ノード電圧やインダクタ電流の初期値を設定する.icコマンドについて説明します。
『.icコマンド』とは
『.icコマンド』とは、『tran解析(Transient解析、トランジェント解析、過渡解析とも呼ばれています)』において、ノード電圧やインダクタ電流の初期値を設定するコマンドです。
『.icコマンド』の構文
.ic <V(ノード名1)>=<初期値> [<V(ノード名2)>=<初期値>]
インダクタ電流の初期値を指定する場合
.ic <I(部品名1)>=<初期値> [<I(部品名2)>=<初期値>]
構文において「<」と「>」で囲まれたパラメータは省略できません。また、「[」と「]」で囲まれたパラメータは省略できます。
『.icコマンド』のコマンド例
→ノードCOUTの初期電圧を0Vに設定する。
.ic I(LOUT)=0
→インダクタLOUTの初期電流を0Aに設定する。
.ic V(COUT)=0 I(LOUT)=0
→ノードCOUTの初期電圧を0Vに、インダクタLOUTの初期電流を0Aに設定する。
『.icコマンド』の記述方法
『.icコマンド』は[SPICE Directive]で記述します。
ツールバーの[SPICE Directive]をクリックする(または、回路図ウィンドウ上で「S」を押す)と、[Edit Text on the Schematic]が表示されます。チェックが[SPICE directive]になっていることを確認して、例えば、『.ic V(COUT)=0』と入力します。OKボタンを押すと、回路図ウィンドウ上に『.ic V(COUT) =0』が表示されます。

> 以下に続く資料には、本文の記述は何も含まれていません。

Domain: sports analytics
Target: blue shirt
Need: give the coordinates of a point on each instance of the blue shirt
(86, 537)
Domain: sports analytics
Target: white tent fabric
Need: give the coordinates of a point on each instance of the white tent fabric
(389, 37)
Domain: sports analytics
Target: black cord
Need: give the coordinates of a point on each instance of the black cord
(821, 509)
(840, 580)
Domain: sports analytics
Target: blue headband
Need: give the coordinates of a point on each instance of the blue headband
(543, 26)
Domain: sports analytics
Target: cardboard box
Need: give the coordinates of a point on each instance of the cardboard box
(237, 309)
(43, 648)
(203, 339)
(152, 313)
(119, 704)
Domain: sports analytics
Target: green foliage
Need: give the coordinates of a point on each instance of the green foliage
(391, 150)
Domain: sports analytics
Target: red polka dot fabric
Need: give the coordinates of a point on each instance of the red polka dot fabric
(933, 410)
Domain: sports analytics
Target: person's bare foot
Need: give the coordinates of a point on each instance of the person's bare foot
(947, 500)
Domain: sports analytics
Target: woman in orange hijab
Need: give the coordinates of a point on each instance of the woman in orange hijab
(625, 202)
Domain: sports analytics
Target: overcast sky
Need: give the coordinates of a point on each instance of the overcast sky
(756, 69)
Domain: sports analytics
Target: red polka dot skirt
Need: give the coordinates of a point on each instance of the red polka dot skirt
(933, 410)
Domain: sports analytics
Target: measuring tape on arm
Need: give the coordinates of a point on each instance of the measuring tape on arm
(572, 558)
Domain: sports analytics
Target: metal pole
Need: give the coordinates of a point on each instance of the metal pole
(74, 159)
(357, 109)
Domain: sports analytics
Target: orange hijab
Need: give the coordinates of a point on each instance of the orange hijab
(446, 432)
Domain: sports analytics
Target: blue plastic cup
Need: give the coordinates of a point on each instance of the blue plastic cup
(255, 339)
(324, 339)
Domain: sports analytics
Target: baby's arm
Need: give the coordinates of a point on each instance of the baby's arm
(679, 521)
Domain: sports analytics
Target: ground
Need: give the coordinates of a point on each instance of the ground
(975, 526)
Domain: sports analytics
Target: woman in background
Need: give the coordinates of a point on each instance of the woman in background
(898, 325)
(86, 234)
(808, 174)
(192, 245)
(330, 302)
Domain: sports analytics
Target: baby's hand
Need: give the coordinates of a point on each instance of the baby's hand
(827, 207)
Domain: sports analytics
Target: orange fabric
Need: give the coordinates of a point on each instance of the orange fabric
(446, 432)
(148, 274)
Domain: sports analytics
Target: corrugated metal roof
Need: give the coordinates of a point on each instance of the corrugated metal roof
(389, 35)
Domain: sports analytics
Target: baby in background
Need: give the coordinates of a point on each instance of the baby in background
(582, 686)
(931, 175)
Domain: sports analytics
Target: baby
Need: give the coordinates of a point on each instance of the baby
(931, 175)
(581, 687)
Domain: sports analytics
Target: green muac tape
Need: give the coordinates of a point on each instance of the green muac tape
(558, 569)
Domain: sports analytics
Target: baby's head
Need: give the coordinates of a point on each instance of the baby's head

なお一度、『.ic』と記述した後に、右クリックを押すと、『.ic Statement Editor』が表示されます。そこにV(ノード名)orI(部品名)と初期値を記入すると、自動的にコマンドが作成されます。
『.icコマンド』を使用したシミュレーション例
一例として、RC積分回路とRL微分回路に電圧源を接続したシミュレーション回路で『.icコマンド』について説明します。
RC積分回路ではコンデンサCOUTにかかる電圧が立ち上がる様子を、RL微分回路ではインダクタLOUTに流れる電流が立ち上がる様子を観測します。まず、『.icコマンド』を使用せず、初期値を設定しない場合におけるシミュレーションをしてみます。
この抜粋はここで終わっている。